AWS Startups Blog
What if you could A/B Test the Physical World?
These days, distributed teams have plenty of enterprise software options that make collaborating feel seamless. But actual, face-to-face, IRL workplaces have been somewhat left behind. That’s where Density comes in. The San Francisco-based startup has built a piece of enterprise hardware for corporate campuses that measures how space is used. Many believe the technology is key to optimizing how all physical space is used.
Like all the best innovations, it sprung from frustration. Andrew Farah, CEO, started the company in Syracuse, NY, which experiences intense “lake effect” winter snowstorms. He and his team were fond of working from a coffee shop five blocks away from their office, but would often trudge through the snow only to find that there was nowhere to sit and work. It bothered them that there was an API for the weather, but not an API for how busy the coffee shop was. So they set about building one.
It turns out that counting how many people are in a given room without invading their privacy sounds simple but is inordinately complex. Using subtle environmental cues and connecting the dots to tell what is where has just become technologically possible. “In order to count people, you actually have to be able to identify and categorize all the things that are non-human, and that’s super hard to do without enough data. So, break beam doesn’t work, and MAC address tracking isn’t specific enough,” Farah says. “It’s only in the last nine months that the technology has gotten accurate enough to be able to deploy across a real estate portfolio and measure how infrastructure is used.”
The technology Farah is talking about isn’t a hardware breakthrough. Their device is essentially a miniature, elegant “gaming laptop” mounted above an entryway, but the ML algorithms running on these devices may fundamentally change how we understand space. “The cool thing about modern artificial intelligence systems is that once your dataset is large enough, you can move into deep learning, where it’s not only producing the results, but it’s also creating some of the rules on how to classify,” says Farah. “Right now, we do a lot of traditional machine learning, but we also have models that use deep learning, which is a bit more of a black box.”

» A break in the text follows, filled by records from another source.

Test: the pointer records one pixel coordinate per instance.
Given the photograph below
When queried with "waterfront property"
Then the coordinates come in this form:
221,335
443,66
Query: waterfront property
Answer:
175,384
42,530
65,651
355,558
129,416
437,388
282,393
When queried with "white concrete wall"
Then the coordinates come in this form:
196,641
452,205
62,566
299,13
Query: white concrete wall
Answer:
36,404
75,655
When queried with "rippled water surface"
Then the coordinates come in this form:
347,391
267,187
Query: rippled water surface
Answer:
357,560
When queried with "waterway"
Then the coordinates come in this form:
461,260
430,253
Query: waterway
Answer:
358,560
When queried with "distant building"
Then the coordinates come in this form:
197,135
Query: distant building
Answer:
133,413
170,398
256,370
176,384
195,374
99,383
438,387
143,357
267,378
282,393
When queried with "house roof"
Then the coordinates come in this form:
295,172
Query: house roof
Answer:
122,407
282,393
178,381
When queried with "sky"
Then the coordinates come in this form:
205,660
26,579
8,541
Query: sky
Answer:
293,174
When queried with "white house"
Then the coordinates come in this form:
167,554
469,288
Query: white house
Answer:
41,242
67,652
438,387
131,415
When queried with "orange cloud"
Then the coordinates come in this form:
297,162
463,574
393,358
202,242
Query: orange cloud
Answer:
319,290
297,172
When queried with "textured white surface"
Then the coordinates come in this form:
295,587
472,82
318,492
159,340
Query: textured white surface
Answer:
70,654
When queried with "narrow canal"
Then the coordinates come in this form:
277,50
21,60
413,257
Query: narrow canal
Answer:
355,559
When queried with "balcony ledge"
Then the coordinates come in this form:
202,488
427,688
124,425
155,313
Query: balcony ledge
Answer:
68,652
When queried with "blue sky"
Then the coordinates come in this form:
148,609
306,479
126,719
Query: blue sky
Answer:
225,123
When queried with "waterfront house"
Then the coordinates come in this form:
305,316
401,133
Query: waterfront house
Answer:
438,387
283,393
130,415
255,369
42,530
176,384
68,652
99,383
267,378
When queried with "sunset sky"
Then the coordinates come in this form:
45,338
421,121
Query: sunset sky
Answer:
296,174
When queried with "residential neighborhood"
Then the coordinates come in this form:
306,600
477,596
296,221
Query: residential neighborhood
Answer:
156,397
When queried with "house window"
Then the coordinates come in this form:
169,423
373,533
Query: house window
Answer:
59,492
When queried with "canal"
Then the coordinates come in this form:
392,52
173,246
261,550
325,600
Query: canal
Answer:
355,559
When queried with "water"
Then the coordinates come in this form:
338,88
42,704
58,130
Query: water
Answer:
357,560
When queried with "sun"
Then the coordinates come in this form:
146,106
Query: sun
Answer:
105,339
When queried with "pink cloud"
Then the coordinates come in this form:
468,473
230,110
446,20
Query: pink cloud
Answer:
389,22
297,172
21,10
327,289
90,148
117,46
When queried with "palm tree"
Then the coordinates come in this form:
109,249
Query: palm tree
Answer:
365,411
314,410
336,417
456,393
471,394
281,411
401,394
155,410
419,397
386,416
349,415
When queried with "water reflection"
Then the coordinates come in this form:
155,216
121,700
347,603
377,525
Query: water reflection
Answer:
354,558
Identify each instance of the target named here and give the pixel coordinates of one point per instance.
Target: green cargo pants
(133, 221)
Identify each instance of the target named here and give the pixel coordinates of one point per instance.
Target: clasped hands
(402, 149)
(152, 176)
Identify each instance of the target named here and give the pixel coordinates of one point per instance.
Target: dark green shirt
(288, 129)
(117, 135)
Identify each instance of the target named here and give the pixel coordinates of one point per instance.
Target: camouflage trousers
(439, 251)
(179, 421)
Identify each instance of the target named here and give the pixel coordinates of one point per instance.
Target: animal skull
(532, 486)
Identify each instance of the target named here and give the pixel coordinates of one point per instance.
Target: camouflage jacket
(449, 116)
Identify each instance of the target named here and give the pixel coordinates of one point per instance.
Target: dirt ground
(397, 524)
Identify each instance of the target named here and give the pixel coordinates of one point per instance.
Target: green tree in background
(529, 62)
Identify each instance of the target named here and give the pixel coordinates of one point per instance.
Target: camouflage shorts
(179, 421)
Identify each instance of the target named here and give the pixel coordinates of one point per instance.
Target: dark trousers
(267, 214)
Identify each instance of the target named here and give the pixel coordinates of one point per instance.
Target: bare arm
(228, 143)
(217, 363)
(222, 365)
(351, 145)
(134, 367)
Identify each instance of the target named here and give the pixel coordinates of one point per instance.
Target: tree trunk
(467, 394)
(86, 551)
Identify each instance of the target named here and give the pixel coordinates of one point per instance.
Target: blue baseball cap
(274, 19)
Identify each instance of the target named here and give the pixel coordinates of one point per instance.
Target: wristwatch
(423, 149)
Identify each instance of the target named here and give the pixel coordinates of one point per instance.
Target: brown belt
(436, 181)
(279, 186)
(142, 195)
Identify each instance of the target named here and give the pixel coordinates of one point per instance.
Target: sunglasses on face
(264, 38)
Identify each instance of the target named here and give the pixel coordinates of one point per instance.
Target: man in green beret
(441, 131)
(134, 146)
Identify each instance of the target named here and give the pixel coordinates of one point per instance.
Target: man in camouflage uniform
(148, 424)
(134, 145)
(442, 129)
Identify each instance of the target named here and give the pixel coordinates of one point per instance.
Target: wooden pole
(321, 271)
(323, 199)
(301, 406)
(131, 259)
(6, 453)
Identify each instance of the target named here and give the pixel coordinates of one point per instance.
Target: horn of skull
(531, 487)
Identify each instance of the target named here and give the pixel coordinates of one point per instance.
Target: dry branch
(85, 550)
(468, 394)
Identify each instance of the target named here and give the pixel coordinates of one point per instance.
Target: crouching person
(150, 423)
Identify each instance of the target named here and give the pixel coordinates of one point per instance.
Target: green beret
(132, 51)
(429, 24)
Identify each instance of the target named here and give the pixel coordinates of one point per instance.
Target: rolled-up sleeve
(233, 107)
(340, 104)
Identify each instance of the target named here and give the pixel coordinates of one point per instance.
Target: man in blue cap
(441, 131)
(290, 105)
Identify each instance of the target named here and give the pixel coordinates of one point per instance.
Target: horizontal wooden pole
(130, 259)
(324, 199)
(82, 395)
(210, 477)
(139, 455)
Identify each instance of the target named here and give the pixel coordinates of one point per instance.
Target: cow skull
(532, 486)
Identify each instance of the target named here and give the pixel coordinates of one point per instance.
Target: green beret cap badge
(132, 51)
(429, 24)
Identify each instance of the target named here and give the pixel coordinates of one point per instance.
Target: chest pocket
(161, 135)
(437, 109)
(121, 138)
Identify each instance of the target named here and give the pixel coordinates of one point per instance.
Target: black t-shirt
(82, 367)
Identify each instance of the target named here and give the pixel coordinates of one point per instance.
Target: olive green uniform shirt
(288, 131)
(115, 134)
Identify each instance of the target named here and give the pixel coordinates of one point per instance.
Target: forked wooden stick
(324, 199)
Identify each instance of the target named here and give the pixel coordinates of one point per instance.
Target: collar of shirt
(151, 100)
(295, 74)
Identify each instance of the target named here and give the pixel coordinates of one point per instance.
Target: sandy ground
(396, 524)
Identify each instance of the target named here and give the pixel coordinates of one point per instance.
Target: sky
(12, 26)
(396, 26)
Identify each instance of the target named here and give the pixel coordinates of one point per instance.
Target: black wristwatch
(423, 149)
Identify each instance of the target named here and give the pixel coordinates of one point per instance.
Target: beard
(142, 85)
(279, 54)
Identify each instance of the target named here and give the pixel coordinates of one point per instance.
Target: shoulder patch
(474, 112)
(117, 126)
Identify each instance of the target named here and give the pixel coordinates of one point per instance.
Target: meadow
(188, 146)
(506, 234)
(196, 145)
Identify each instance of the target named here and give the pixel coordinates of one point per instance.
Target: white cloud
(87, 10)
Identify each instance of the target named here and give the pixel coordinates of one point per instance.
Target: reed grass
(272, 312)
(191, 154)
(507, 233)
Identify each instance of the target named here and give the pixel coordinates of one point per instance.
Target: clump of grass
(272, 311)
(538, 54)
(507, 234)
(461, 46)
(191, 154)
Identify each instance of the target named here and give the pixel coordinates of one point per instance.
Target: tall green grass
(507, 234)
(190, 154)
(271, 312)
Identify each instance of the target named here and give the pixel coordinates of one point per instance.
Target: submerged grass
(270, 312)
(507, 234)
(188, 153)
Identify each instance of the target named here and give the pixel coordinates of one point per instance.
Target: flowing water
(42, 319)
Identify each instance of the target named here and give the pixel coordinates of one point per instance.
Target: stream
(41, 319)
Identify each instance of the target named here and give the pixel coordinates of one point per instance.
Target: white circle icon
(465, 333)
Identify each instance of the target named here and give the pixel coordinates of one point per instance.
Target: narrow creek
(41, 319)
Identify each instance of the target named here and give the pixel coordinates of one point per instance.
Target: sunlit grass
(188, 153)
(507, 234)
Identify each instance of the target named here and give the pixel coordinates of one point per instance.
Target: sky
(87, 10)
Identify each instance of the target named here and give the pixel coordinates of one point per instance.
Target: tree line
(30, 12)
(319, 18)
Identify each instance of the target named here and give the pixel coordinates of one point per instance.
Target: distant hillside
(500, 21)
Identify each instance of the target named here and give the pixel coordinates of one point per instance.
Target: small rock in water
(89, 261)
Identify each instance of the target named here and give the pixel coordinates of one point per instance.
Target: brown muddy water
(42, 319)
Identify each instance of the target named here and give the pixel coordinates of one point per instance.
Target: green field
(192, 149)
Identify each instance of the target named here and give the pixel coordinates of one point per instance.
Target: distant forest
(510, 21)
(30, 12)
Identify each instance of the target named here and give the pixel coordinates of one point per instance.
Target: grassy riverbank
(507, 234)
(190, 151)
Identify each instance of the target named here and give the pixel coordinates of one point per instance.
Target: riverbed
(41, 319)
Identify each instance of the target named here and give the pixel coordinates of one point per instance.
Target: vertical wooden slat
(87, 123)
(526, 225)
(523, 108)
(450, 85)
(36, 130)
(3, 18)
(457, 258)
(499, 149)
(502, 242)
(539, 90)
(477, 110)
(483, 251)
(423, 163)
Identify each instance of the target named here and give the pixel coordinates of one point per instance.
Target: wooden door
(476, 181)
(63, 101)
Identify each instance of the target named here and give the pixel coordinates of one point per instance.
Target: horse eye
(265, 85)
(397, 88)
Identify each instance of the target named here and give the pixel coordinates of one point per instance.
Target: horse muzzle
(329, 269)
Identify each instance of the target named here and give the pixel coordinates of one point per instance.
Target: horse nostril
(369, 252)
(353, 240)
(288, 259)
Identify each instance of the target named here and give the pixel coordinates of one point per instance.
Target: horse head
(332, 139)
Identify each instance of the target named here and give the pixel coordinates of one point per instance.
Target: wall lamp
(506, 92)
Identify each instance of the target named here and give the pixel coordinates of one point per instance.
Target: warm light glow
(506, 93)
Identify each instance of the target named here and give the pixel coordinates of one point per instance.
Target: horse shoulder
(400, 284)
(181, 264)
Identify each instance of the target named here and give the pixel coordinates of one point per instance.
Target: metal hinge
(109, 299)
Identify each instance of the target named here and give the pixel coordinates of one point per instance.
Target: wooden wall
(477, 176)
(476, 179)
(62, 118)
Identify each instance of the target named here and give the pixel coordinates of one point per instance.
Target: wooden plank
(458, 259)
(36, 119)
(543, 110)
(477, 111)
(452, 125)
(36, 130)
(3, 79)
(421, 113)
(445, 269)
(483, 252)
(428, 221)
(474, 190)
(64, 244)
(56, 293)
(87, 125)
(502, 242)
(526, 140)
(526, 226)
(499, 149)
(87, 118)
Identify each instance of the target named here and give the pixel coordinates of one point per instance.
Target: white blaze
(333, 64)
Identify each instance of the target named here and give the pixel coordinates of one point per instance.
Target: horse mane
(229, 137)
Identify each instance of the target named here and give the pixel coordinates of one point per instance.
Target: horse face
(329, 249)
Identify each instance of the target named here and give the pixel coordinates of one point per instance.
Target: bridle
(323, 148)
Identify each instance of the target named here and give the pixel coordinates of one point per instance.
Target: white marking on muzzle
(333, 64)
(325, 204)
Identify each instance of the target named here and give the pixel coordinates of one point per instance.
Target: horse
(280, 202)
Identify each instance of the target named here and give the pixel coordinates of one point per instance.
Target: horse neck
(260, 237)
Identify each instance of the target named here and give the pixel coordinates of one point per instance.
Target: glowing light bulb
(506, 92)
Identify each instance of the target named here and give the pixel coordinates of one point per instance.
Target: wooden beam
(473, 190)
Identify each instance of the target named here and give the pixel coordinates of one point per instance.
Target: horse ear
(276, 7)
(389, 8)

The hard data on how people actually use spaces is negligible or non-existent, Farah says. “40% of all corporate real estate is empty.” And space savings aside, there are plenty of services or systems that operate without data-driven direction: heating and cooling, access control, demand for food and cafeterias, even cleaning. “Why would you clean a room that was never used?” Farah asks. With Density, you can know to deploy your cleaning staff elsewhere.
Having a robust algorithm for what seems to be a trivially easy problem—counting how many people are in a room—may, in fact, open up a new universe of measuring, and then optimizing physical spaces. There are “trillions of dollars in human infrastructure with no visibility into how the space gets used,” Farah says. “Why AB test a website and not AB test a space? Why spend all this capital and then not measure the performance of the asset?” The technological hurdle out of the way, Density allows businesses to pinpoint and optimize use cases for elements of their physical footprint, small and large. Whether it’s tracking which meeting rooms are in demand, or which assets in a real estate portfolio are ripe for consolidation, Density is giving rise to a new era of ML-optimized space.